Nehmen wir die Botschaft weg, die Weihnachten unverwechselbar ausmacht, dann bleiben neben der Feier mit lieben Menschen, die in sich einen hohen Wert hat, Tannengrün und Lametta, Glühwein und der Glitzer vielleicht noch die eine oder andere Weihnachtsschnulze übrig.
Da könnte es doch passen, dass Gott in einem Stall zur Welt kommt, in dem der Wind durch die Ritzen bläst, wo allerlei Mist herumliegt und der Duft, der den Raum erfüllt, eher das Gegenteil von Weihrauch ist. Dann kommen da Hirten zu Besuch, Menschen vom Rand der Gesellschaft zu Besuch kommen, Menschen, die wir heute in Flüchtlingscamps oder bettelnd in unseren Fußgängerzonen finden oder schlafend vor den Eingängen der Kaufhäuser - handverlesene Gäste bei einer Geburtstagsparty sehen anders aus. Und das mit dem Frieden auf Erden wird schnell zweifelhaft, wenn wir Nachrichten an uns heranlassen.
Hand aufs Herz: so sieht die Welt tatsächlich aus: da ist längst nicht alles Gold, was glänzt, das wissen wir. Und wir leiden, weil wir keine große Phantasie brauchen, um uns vorzustellen, dass das Gold prächtig glänzen könnte, wenn Regeln eingehalten würden, wenn Menschen nicht nur im kleinen Rahmen aufeinander achten und einander respektieren würden, wenn nach hehren Ankündigungen und Erklärungen nicht oft genug bedrückte Nachsätze und kleinlaute Entschuldigungen formuliert werden müssten.
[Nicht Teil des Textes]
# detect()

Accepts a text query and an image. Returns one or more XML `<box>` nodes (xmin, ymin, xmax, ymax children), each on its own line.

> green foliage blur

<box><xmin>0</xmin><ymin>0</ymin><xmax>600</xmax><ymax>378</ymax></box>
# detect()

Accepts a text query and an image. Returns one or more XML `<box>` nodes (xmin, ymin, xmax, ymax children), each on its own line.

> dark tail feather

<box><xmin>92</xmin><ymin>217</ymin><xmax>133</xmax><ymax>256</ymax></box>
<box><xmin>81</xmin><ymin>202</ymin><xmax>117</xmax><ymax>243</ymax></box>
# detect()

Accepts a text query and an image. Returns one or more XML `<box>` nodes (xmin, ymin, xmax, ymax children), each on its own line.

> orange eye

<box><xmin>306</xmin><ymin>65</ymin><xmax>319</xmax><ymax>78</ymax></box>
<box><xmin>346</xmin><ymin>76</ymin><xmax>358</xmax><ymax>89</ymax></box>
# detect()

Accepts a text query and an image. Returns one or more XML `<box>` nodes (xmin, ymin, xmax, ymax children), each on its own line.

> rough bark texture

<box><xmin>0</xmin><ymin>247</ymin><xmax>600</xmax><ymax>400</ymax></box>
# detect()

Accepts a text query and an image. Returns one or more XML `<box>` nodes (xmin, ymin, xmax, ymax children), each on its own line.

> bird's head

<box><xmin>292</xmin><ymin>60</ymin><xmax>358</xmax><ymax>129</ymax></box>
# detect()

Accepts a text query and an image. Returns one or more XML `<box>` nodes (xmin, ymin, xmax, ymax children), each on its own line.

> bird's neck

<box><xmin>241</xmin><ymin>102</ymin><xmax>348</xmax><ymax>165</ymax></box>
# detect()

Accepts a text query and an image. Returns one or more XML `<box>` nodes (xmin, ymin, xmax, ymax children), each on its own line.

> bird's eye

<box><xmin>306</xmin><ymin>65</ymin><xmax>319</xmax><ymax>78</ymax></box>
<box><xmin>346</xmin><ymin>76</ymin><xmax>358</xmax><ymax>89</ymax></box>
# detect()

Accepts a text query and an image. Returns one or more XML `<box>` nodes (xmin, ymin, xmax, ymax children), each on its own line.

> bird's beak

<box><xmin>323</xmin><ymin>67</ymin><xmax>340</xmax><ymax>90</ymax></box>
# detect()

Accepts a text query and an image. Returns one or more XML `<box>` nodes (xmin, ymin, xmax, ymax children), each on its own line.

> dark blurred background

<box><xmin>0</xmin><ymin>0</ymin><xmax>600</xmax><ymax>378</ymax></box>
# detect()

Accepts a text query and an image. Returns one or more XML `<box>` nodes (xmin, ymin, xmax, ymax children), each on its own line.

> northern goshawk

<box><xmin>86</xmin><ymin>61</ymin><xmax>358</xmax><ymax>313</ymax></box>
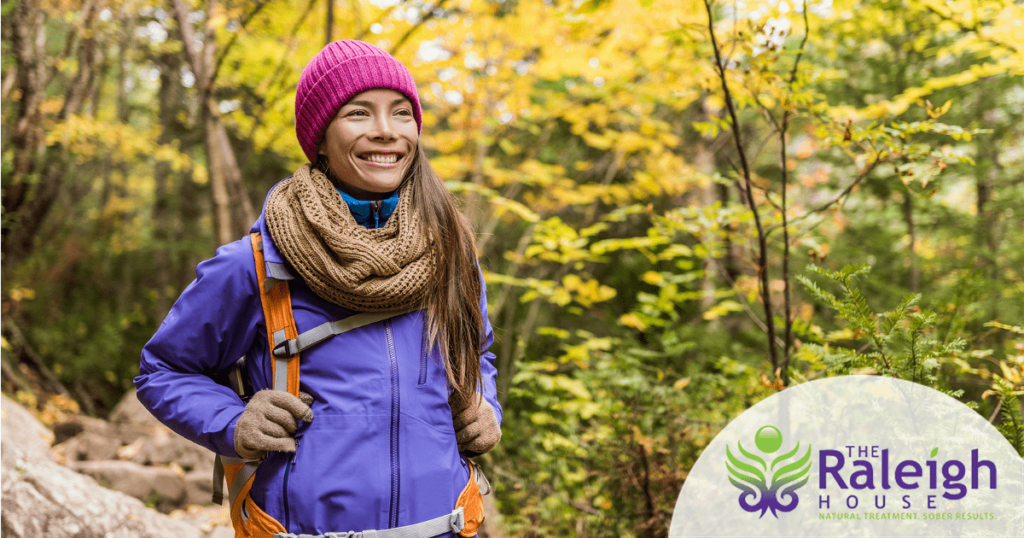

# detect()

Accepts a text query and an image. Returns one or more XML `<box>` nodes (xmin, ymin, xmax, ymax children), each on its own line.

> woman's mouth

<box><xmin>358</xmin><ymin>153</ymin><xmax>401</xmax><ymax>165</ymax></box>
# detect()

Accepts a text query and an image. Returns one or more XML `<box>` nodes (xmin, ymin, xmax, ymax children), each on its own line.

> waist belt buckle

<box><xmin>273</xmin><ymin>340</ymin><xmax>299</xmax><ymax>359</ymax></box>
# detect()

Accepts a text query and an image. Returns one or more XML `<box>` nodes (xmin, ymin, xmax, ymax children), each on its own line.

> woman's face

<box><xmin>319</xmin><ymin>89</ymin><xmax>420</xmax><ymax>200</ymax></box>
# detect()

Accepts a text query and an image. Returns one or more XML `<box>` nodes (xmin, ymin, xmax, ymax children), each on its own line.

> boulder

<box><xmin>184</xmin><ymin>469</ymin><xmax>215</xmax><ymax>504</ymax></box>
<box><xmin>0</xmin><ymin>396</ymin><xmax>206</xmax><ymax>538</ymax></box>
<box><xmin>53</xmin><ymin>431</ymin><xmax>121</xmax><ymax>465</ymax></box>
<box><xmin>131</xmin><ymin>426</ymin><xmax>214</xmax><ymax>474</ymax></box>
<box><xmin>69</xmin><ymin>460</ymin><xmax>185</xmax><ymax>512</ymax></box>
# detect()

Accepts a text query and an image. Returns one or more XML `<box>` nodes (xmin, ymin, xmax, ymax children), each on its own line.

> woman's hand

<box><xmin>234</xmin><ymin>390</ymin><xmax>313</xmax><ymax>460</ymax></box>
<box><xmin>452</xmin><ymin>392</ymin><xmax>502</xmax><ymax>455</ymax></box>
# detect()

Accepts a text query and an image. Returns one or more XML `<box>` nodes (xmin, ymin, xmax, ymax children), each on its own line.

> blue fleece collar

<box><xmin>335</xmin><ymin>188</ymin><xmax>398</xmax><ymax>230</ymax></box>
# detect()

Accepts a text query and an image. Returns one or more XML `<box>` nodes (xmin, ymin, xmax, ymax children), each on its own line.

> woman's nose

<box><xmin>370</xmin><ymin>114</ymin><xmax>394</xmax><ymax>140</ymax></box>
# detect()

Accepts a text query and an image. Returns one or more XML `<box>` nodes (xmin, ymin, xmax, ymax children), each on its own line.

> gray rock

<box><xmin>69</xmin><ymin>461</ymin><xmax>185</xmax><ymax>511</ymax></box>
<box><xmin>53</xmin><ymin>431</ymin><xmax>121</xmax><ymax>464</ymax></box>
<box><xmin>131</xmin><ymin>426</ymin><xmax>214</xmax><ymax>473</ymax></box>
<box><xmin>184</xmin><ymin>469</ymin><xmax>213</xmax><ymax>504</ymax></box>
<box><xmin>0</xmin><ymin>426</ymin><xmax>204</xmax><ymax>538</ymax></box>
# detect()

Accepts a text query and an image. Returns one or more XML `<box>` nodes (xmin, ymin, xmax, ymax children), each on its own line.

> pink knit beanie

<box><xmin>295</xmin><ymin>40</ymin><xmax>423</xmax><ymax>162</ymax></box>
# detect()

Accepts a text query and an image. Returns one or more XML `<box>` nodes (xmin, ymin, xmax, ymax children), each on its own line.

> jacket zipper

<box><xmin>282</xmin><ymin>433</ymin><xmax>302</xmax><ymax>532</ymax></box>
<box><xmin>370</xmin><ymin>200</ymin><xmax>384</xmax><ymax>230</ymax></box>
<box><xmin>419</xmin><ymin>316</ymin><xmax>428</xmax><ymax>385</ymax></box>
<box><xmin>384</xmin><ymin>320</ymin><xmax>401</xmax><ymax>529</ymax></box>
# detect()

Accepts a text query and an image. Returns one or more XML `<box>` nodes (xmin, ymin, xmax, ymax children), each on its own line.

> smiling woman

<box><xmin>316</xmin><ymin>89</ymin><xmax>420</xmax><ymax>199</ymax></box>
<box><xmin>135</xmin><ymin>41</ymin><xmax>502</xmax><ymax>538</ymax></box>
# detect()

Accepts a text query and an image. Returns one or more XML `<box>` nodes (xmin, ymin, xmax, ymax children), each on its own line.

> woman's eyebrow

<box><xmin>345</xmin><ymin>97</ymin><xmax>409</xmax><ymax>109</ymax></box>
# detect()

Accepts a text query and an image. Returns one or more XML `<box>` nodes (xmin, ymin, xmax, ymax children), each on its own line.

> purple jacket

<box><xmin>135</xmin><ymin>197</ymin><xmax>502</xmax><ymax>534</ymax></box>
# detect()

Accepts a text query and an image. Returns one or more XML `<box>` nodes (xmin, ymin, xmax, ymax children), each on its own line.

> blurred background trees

<box><xmin>6</xmin><ymin>0</ymin><xmax>1024</xmax><ymax>536</ymax></box>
Stall statt Palast, schwache Menschen statt unbesiegbare Superheld*innen. So sieht Weihnachten aus. Und über allem steht die Zusage des Engels Gabriel an Maria: „Fürchte dich nicht, Maria; denn du hast Gnade bei Gott gefunden… Heiliger Geist wird über dich kommen und die Kraft des Höchsten wird dich überschatten. Deshalb wird auch das Kind heilig und Sohn Gottes genannt werden. Siehe, auch Elisabet, deine Verwandt, hat noch in ihrem Alter einen Sohn empfangen; obwohl sie als unfruchtbar gilt, ist sie schon im sechsten Monat. Denn für Gott ist nichts unmöglich.“ (Lk 1, 30.35-37)
Maria lässt sich auf diese Botschaft ein. Das Unmögliche wird möglich, Gott wird Mensch. In dieser Welt, die so ist, wie sie ist, und noch lange nicht so, wie sie sein könnte.
Weihnachten ist ein guter Anlass, über all das nachzusinnen und dem lebendigen Gott, der uns Menschen bedingungslos liebt und uns diese Liebe im hilflosen Kind in der Krippe anbietet, einen Weg hinter die Fassade unserer Tadellosigkeit zu bereiten. Dann könnte er in all den Brüchen und Unvollkommenheiten unseres Daseins zur Welt kommen und uns mit seiner Liebe ermutigen, selbst immer mehr Mensch zu werden und andere mitzunehmen. Für Gott ist wirklich nichts unmöglich – für uns mehr als wir glauben:
Erwartung und Erfüllung rücken zusammen, wenn Gottes Liebe Hand und Fuß bekommt. Dann wird es Weihnachten.
Euch und Ihnen allen wünsche ich ein gesegnetes, frohes Weihnachtsfest!